King Bharata had nine sons, but when the time to hand over the empire came, he gave it to Bhumanyu, who was the son of the sage Bharadwaj. 

This boy grew up in the forest. When he came to the court one day, the king looked at him and said, “This boy must become the king – not my sons.” 

People were shocked because the emperor’s sons, nine of them, were waiting in a queue – probably fighting with each other over who would become the king. 

People argued, “Who is he? He has grown up in the forest.” Bharata said, “I see an enormous intelligence in his eyes and a raging fire in his heart. 

He is able-bodied and stable. He should be the king.” This was the first demonstration of democracy in this nation, thousands of years ago. I hope we follow this example today.


Kiran Bedi: I have a question. If we had continued to call India “Bharata,” would a woman have felt more secure than in India today? You know what is happening with women, particularly in the rural and weaker sections of society.


Sadhguru: It is not that the name will do everything, but the name has to inspire passion for the nation. Right now, they only have hormonal passions – there is no passion for the nation. That is why these things are happening to women.


A nation is important because you expand the scope of your passion, involvement, and concern beyond your own likes and dislikes. “Why can’t we think about the whole world?” As a spiritual being, I am not a nationalistic person. I would like to look at every human being and every creature on the planet in the same way – that is how I am. But A nation is the largest piece of humanity that you are able to be committed to right now. When you are committed to this nation and its wellbeing, if not to 7.2 billion people, at least you are committed to 1.2 billion people, which is a great step forward from being committed to your own personal wellbeing.

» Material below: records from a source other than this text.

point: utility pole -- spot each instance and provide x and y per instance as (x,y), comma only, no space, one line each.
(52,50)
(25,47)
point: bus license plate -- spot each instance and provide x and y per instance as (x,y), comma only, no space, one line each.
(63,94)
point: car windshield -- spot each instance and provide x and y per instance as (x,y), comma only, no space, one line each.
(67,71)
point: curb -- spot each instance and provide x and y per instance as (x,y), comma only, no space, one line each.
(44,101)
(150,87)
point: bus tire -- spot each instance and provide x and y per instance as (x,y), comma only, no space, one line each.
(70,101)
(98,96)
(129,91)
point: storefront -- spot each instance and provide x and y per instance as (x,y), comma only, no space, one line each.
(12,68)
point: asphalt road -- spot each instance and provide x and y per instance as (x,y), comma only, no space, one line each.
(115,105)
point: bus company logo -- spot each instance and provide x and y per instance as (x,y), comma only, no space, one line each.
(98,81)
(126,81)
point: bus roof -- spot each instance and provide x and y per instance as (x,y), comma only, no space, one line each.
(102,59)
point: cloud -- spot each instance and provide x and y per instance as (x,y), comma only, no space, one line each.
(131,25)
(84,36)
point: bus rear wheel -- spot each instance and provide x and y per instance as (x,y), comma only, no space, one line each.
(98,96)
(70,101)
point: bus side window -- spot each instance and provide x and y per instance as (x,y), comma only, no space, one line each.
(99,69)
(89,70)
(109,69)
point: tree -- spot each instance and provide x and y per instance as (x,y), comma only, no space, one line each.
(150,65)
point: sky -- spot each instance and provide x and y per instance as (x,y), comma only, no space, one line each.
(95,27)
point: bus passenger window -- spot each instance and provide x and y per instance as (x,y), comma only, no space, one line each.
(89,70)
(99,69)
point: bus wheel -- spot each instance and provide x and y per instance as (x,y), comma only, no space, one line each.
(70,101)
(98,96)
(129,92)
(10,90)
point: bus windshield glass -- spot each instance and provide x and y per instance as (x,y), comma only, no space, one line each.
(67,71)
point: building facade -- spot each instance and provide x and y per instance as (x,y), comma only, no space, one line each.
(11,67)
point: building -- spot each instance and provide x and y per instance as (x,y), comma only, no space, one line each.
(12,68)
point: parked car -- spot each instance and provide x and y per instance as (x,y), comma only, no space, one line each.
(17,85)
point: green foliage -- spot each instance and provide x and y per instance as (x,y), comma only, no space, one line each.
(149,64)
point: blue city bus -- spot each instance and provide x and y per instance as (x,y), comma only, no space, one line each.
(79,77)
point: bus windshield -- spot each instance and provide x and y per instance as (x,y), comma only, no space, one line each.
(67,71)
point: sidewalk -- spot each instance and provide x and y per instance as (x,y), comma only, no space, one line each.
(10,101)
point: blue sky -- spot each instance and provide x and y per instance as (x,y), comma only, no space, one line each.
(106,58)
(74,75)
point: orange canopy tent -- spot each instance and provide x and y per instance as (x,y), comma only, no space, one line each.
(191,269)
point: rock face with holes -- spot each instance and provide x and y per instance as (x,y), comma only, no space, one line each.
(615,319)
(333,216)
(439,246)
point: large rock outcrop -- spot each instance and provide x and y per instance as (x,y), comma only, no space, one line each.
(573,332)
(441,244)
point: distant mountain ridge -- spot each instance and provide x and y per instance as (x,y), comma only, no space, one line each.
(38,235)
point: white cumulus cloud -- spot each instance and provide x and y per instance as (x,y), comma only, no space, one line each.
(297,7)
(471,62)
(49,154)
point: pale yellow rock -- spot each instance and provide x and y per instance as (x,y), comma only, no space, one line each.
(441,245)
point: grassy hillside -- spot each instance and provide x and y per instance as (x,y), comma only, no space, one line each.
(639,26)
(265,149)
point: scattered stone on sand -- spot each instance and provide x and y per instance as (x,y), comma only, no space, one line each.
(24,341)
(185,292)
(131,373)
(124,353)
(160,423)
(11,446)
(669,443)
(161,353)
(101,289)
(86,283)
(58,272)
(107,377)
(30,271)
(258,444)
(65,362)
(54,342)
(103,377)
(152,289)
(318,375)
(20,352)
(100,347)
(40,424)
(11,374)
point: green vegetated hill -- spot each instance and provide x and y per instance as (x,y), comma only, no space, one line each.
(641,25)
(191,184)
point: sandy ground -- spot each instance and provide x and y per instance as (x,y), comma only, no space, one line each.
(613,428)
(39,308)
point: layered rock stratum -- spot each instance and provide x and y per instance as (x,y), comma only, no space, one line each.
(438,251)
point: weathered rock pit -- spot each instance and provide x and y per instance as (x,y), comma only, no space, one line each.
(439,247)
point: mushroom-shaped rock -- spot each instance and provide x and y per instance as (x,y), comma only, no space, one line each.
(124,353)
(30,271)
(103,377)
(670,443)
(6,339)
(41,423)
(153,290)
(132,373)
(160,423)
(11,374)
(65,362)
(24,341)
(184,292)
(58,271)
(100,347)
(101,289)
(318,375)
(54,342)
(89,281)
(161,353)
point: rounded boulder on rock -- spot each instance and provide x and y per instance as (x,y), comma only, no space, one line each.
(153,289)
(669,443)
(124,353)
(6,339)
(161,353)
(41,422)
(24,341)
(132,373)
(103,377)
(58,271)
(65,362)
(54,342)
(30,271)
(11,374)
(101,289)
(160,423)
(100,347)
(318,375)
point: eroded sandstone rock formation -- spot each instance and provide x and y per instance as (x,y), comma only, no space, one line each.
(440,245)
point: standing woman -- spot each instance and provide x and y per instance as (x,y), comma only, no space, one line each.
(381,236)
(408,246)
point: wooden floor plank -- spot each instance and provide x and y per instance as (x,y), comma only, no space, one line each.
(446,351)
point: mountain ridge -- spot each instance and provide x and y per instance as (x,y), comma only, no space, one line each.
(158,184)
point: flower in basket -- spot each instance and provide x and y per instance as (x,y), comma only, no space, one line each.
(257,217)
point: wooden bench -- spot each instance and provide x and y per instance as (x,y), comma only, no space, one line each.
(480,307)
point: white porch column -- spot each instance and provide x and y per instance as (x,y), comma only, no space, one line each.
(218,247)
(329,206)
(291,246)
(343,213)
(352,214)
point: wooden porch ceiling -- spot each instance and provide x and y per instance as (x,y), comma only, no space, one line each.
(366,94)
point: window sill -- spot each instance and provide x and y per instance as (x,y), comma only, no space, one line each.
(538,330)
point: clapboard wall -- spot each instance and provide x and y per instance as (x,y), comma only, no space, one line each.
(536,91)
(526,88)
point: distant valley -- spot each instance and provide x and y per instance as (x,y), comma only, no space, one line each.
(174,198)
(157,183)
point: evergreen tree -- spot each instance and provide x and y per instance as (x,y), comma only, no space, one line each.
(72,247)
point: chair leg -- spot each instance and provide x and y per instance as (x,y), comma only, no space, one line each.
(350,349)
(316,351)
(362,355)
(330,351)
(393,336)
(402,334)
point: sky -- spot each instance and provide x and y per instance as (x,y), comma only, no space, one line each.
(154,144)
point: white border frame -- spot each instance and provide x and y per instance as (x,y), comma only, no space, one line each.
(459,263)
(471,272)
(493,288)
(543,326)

What makes Bharat a nation


Kiran Bedi: I think in the last ten days (refers to the recent change of government with Narendra Modi as the Prime Minister of India), Hindi has returned much more. We might hear “bharatvasi” (one who lives in Bharat) and “bharatiya” (of or relating to Bharat) much more.


Sadhguru: You are leaving us out – we are from the South.


Kiran Bedi: You learn a little bit of Hindi then.

 No, we won’t.

Why?

Because it is not the sameness that holds us together. We are different people, but we are fine together. That is the nature of this country. That is what has to be encouraged. Don’t try to teach everyone Hindi. Don’t try to teach everyone Tamil. I speak Tamil – you speak Hindi. You eat paratha – I eat idli. I think this is the best thing – you think that is the best thing. Still we have no issues. In the same family, five people can worship five different gods in the same room – no problem.

What is needed to build a successful nation?

A nation will be successful only when people’s aspirations are kept alive. They must see that their life is a possibility. If people lose their aspiration, it is a finished nation. It is important to nurture an aspiration and create the possibility within one’s lifespan. We also need to make people’s aspirations into the nation’s aspirations, and the nation’s aspirations into people’s aspirations.


For example, we have been trading with the rest of the world for over ten thousand years. In Syria and many parts of Arabia, there are stories of Indian traders. Aleppo City, which was one of the most beautiful cities, was at one time built on taxes paid by Indian traders. In Lebanon, there is a temple in Baalbek which is over 4,000 years old. Children in Lebanon schools study that Indian labor, elephants, sculptors and yogis constructed this. It is a massive temple. Some of the foundation stones weigh three hundred tons. Sculptures of lotus flowers are hanging from the ceiling. Obviously, there are no lotuses in Lebanon; it was sculptured by Indians. Every Lebanese child knows this. Has any Indian child heard about it?


Over a thousand years ago, Tamil kings went to Cambodia and built Angkor Wat and Angkor Thom. 

If you see the work that has been done there, you will feel proud of being human. 

The Angkor Wat is the largest religious building on the planet. 

Does any Tamil child in Tamil Nadu up to twelfth standard read a line about it in his textbook?

When you don’t feel pride, how do you build a nation? If you are not proud of who you are, why the hell should you stay here?